Model for BMMF as indirect drivers of CRC and risk factors for limited CRC‐specific survival (figure modified from [11] and [14]). The lack of an early encounter with BMMF, for example by prolonged breastfeeding in the first 6–12 months of life and avoiding bovine products results only in a low or moderate increase in BMMF Rep expression over time. In contrast, early encounter with BMMF causes an immunological condition with less efficient clearance of BMMF in the colonic/rectal mucosa (less resilience toward BMMF) and steadily increasing Rep expression levels. Consistently high BMMF exposure together with Neu5Gc uptake and low levels of protective sugars (such as the human milk oligosaccharides 2′−/3′‐fucosyllactose and lactotetraose) and additional synergistic contributions will result in persisting, high Rep expression in mucosal macrophages and increased chronic inflammation.
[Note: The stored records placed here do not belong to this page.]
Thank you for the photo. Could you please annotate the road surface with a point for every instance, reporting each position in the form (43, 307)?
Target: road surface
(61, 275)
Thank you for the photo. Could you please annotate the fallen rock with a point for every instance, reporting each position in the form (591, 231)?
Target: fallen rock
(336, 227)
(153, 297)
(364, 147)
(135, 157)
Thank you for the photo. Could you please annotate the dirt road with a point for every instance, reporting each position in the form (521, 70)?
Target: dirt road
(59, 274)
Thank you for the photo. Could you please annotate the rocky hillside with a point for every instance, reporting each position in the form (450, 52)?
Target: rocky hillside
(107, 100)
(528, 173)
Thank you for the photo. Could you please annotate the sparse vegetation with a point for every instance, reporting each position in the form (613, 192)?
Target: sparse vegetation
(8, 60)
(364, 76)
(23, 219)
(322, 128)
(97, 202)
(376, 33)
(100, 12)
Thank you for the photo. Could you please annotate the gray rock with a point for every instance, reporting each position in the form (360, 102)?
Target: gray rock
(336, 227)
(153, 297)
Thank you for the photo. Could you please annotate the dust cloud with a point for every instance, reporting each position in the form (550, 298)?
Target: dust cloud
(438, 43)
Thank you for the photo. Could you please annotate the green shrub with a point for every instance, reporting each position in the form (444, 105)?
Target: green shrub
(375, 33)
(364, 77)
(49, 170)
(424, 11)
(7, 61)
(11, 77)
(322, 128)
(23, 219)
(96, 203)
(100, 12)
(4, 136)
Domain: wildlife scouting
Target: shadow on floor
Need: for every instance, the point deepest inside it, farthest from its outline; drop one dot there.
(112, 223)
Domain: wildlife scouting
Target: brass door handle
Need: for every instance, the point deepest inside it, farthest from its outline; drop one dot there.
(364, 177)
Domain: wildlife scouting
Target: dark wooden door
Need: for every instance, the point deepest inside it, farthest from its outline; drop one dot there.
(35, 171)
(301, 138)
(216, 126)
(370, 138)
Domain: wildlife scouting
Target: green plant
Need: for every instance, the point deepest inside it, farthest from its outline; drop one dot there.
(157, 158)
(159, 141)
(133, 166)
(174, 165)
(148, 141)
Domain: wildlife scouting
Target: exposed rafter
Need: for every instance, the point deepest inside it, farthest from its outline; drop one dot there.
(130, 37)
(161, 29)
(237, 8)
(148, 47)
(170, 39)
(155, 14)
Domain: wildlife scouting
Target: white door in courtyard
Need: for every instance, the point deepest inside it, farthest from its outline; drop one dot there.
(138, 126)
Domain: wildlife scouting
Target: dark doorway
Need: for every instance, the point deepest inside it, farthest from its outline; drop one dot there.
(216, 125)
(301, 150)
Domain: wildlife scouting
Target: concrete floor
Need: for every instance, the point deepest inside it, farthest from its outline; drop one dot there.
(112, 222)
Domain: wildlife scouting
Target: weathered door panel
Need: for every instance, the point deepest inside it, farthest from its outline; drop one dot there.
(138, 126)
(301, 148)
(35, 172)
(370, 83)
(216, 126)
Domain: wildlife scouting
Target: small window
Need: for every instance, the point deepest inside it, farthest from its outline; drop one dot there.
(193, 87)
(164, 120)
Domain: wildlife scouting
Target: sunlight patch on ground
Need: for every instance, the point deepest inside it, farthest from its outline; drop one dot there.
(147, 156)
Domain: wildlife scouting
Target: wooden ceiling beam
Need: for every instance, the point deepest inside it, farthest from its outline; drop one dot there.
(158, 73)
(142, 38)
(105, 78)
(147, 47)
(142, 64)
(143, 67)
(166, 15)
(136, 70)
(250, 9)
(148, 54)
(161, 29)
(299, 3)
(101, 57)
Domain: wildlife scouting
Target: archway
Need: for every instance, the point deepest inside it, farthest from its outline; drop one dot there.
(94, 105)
This will increase the levels of diffusing reactive oxygen and nitrogen species (ROS/RNS) and contribute to DNA mutations in replicating crypt cells and induction of dysplasia and adenoma as precursors of CRC tumors. Even after resection of tumors, high mucosal Rep expression persists resulting in pro‐tumorigenic tissue conditions and ongoing induction of tumors/tumor recurrence and might also shape an environment promoting metastasis and therapy resistance.